The Handsworth tradition is different to other longsword dances in that it is performed at a run. Once the dancers link swords early in the dance they do not break formation until the lock. This makes it one of the most challenging folk dances to perform; one error by one dancer can throw the whole set into disarray! The dance is performed with an emphasis on the right foot, giving a distinctive rhythm to the figures. We have continued this feature throughout our dances.
New Barrack (six)
New Barrack (named after a local pub – the New Barrack Tavern in Hillsborough), was originally a version of the Handsworth Sword Dance for when the team could not muster a full eight dancers! It evolved into its own dance for dancing in pubs and on occasions when the traditional dance did not feel appropriate, for example at shared stands at days of dance and festivals. We developed a non-traditional kit of white shirt, britches and maroon socks for this dance, which we also use for our other non-traditional dances. This kit is more practical than our traditional kit and is better suited for nights out or long days dancing at festivals.
The dance features many of the features of the traditional dance but with several key difference. The dance is kept going at a faster pace and is more ‘upright’ (for visibility in crowded pubs); a lock appears early in the figures; and the final lock is triangular rather than the usual star shape.
Medlock was again written to be performed in pubs. The team was toying with the idea of introducing rapper to our repertoire.

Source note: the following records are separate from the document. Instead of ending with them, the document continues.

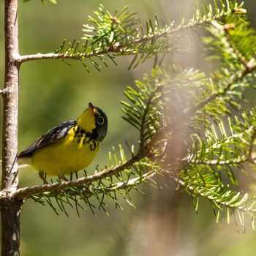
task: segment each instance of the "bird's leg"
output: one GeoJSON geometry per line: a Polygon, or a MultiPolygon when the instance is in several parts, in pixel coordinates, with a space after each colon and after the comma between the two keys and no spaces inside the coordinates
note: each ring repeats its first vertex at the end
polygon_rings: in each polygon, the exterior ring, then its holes
{"type": "Polygon", "coordinates": [[[46,173],[45,174],[44,172],[39,170],[38,172],[38,176],[42,180],[44,184],[48,184],[48,183],[46,181],[46,173]]]}
{"type": "Polygon", "coordinates": [[[64,176],[64,175],[59,175],[58,177],[59,177],[59,178],[60,180],[63,180],[63,181],[69,181],[69,180],[68,178],[67,178],[64,176]]]}

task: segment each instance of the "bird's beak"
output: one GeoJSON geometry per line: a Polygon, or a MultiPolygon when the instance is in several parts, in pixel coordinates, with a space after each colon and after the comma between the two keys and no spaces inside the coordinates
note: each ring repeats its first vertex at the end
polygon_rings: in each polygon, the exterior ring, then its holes
{"type": "Polygon", "coordinates": [[[88,109],[91,112],[94,113],[94,108],[91,102],[89,102],[88,109]]]}

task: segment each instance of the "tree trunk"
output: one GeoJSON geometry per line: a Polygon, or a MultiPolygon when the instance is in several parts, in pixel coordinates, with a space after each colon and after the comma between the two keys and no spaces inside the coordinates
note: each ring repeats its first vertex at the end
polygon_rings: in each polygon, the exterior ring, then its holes
{"type": "Polygon", "coordinates": [[[6,198],[1,202],[1,255],[19,255],[21,201],[10,196],[18,185],[18,99],[19,63],[18,42],[18,0],[4,1],[5,74],[3,113],[3,162],[1,189],[6,198]]]}

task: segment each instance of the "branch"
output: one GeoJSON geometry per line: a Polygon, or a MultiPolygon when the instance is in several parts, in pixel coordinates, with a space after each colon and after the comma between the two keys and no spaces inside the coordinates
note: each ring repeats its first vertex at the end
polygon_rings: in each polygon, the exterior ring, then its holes
{"type": "MultiPolygon", "coordinates": [[[[255,217],[256,216],[256,209],[251,207],[244,207],[244,206],[236,206],[236,203],[230,203],[229,202],[225,202],[223,200],[219,200],[217,198],[214,198],[212,196],[212,193],[213,192],[211,191],[211,189],[208,189],[209,193],[205,193],[203,192],[200,192],[200,187],[198,187],[197,188],[195,188],[195,187],[193,187],[192,185],[186,183],[185,181],[184,181],[182,179],[181,179],[180,178],[169,175],[169,176],[174,180],[176,183],[178,183],[178,184],[181,185],[182,187],[186,187],[187,189],[188,189],[189,191],[192,192],[194,195],[198,195],[200,197],[202,197],[203,198],[205,199],[208,199],[210,201],[214,201],[215,202],[215,203],[217,203],[219,206],[222,206],[227,208],[233,208],[233,209],[238,209],[240,211],[246,211],[249,214],[252,214],[252,216],[255,217]]],[[[206,189],[205,187],[203,188],[204,189],[206,189]]],[[[239,192],[237,194],[238,195],[239,192]]],[[[240,195],[240,194],[239,194],[240,195]]],[[[229,196],[230,194],[225,195],[225,196],[229,196]]],[[[245,194],[244,197],[241,200],[241,202],[244,203],[246,200],[247,200],[247,194],[245,194]]],[[[218,195],[214,195],[214,197],[218,197],[218,195]]],[[[252,204],[252,206],[253,205],[253,203],[252,204]]]]}
{"type": "MultiPolygon", "coordinates": [[[[82,187],[78,187],[78,190],[72,190],[69,189],[69,188],[64,189],[64,193],[67,194],[70,196],[77,196],[80,195],[93,195],[100,193],[105,193],[105,192],[111,192],[116,190],[121,190],[124,189],[127,190],[127,189],[129,189],[131,187],[135,187],[138,184],[140,184],[143,181],[145,181],[146,180],[151,179],[152,177],[155,176],[156,173],[154,171],[149,171],[146,173],[144,173],[141,177],[135,177],[134,178],[129,179],[129,181],[123,181],[123,182],[118,182],[110,186],[106,186],[105,187],[88,187],[83,186],[82,187]]],[[[61,191],[55,192],[53,195],[50,195],[52,197],[56,197],[58,195],[61,194],[61,191]],[[59,193],[59,194],[58,194],[59,193]]],[[[37,193],[36,195],[38,195],[39,196],[49,196],[50,192],[45,192],[43,193],[37,193]]]]}
{"type": "MultiPolygon", "coordinates": [[[[133,41],[130,41],[125,44],[121,44],[120,42],[116,42],[114,44],[111,45],[110,47],[101,49],[99,50],[92,50],[89,53],[75,53],[72,54],[67,53],[37,53],[37,54],[31,54],[31,55],[24,55],[20,56],[18,58],[19,63],[23,63],[26,61],[36,61],[36,60],[43,60],[43,59],[89,59],[94,56],[99,56],[101,55],[114,53],[121,53],[122,55],[138,55],[140,53],[136,48],[136,46],[140,45],[140,44],[146,44],[151,43],[152,42],[155,42],[157,39],[159,38],[167,38],[170,35],[173,35],[181,30],[185,29],[193,29],[196,27],[200,27],[203,24],[208,24],[213,20],[217,20],[222,17],[227,16],[230,15],[231,12],[236,12],[236,10],[227,9],[225,12],[223,10],[219,12],[219,10],[216,10],[217,12],[217,14],[213,15],[209,18],[206,17],[193,17],[187,24],[181,24],[177,26],[176,28],[173,28],[173,23],[171,23],[171,25],[169,26],[166,26],[163,29],[163,31],[154,31],[152,34],[141,35],[140,38],[136,39],[133,41]]],[[[212,14],[212,13],[211,13],[212,14]]],[[[132,37],[129,38],[129,39],[132,40],[132,37]]],[[[86,41],[86,45],[89,41],[86,41]]],[[[92,44],[93,45],[93,44],[92,44]]],[[[92,45],[91,45],[91,46],[92,45]]],[[[166,50],[165,49],[161,49],[161,53],[165,53],[166,50]]],[[[145,53],[144,52],[141,52],[141,53],[145,53]]]]}
{"type": "MultiPolygon", "coordinates": [[[[21,188],[13,192],[12,195],[14,198],[22,200],[31,195],[34,195],[39,193],[53,192],[58,194],[60,193],[62,189],[68,189],[72,187],[89,185],[94,181],[102,180],[106,177],[109,177],[121,172],[124,169],[128,168],[135,164],[136,162],[138,162],[142,157],[145,157],[146,155],[146,151],[144,151],[144,154],[140,154],[139,152],[132,157],[130,159],[121,165],[105,169],[91,176],[78,178],[75,181],[69,181],[61,183],[53,183],[50,184],[37,185],[31,187],[21,188]]],[[[3,194],[2,192],[0,192],[0,198],[4,198],[5,197],[6,195],[3,194]]]]}

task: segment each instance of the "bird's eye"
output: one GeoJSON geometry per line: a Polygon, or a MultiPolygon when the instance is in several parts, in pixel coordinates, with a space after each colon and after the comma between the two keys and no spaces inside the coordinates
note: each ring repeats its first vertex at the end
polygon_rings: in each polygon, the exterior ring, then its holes
{"type": "Polygon", "coordinates": [[[99,124],[104,124],[104,118],[101,116],[99,116],[97,119],[97,122],[99,124]]]}

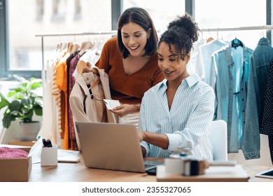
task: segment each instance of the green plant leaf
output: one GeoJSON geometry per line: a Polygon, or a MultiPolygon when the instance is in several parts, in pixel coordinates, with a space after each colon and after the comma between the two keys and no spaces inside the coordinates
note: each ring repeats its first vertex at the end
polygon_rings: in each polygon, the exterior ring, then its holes
{"type": "Polygon", "coordinates": [[[17,101],[14,100],[8,106],[8,109],[10,111],[20,111],[22,108],[22,105],[21,104],[17,101]]]}
{"type": "Polygon", "coordinates": [[[4,95],[1,92],[0,92],[0,98],[1,98],[0,109],[8,106],[10,102],[4,97],[4,95]]]}
{"type": "Polygon", "coordinates": [[[10,122],[12,120],[15,120],[15,119],[16,116],[12,114],[7,114],[4,115],[2,120],[3,127],[8,129],[10,126],[10,122]]]}

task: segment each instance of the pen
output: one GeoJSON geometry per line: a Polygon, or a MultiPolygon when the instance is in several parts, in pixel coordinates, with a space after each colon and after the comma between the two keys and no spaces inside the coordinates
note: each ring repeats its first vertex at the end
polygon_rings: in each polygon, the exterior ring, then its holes
{"type": "Polygon", "coordinates": [[[47,139],[46,141],[45,139],[43,139],[43,147],[52,147],[51,141],[50,139],[47,139]]]}

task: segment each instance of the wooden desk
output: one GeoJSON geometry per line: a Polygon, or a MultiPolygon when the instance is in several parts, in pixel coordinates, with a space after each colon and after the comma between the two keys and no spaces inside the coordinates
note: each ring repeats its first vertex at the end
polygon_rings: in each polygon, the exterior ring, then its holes
{"type": "MultiPolygon", "coordinates": [[[[41,167],[39,163],[32,165],[29,181],[30,182],[155,182],[155,176],[146,174],[120,171],[97,169],[85,166],[80,153],[71,152],[80,158],[78,163],[58,162],[57,167],[41,167]]],[[[149,160],[155,160],[150,158],[149,160]]],[[[270,167],[254,165],[243,165],[249,175],[248,181],[271,181],[273,179],[257,178],[255,174],[270,167]]]]}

Instead, we decided to compose a five-person dance borrowing elements from rapper to create a longsword dance like no other!
Featuring a double snake, ‘donuts’, a basket and other rapper-esque figures, this dance is intended to show longsword at its most fast and furious.
The name ‘Medlock’ comes from an area of Handsworth from which many of the members of the team lived in the ealry 20th Century.
Richmond was written to ensure all of our members could perform a non-traditional dance at occasions when we were not performing the traditional dance. It is danced at a slower speed than our other dances, but maintains its key links to the Handsworth style, including an emphasis on the right foot and a linked set.
Richmond is another area of Handsworth where many early team members lived.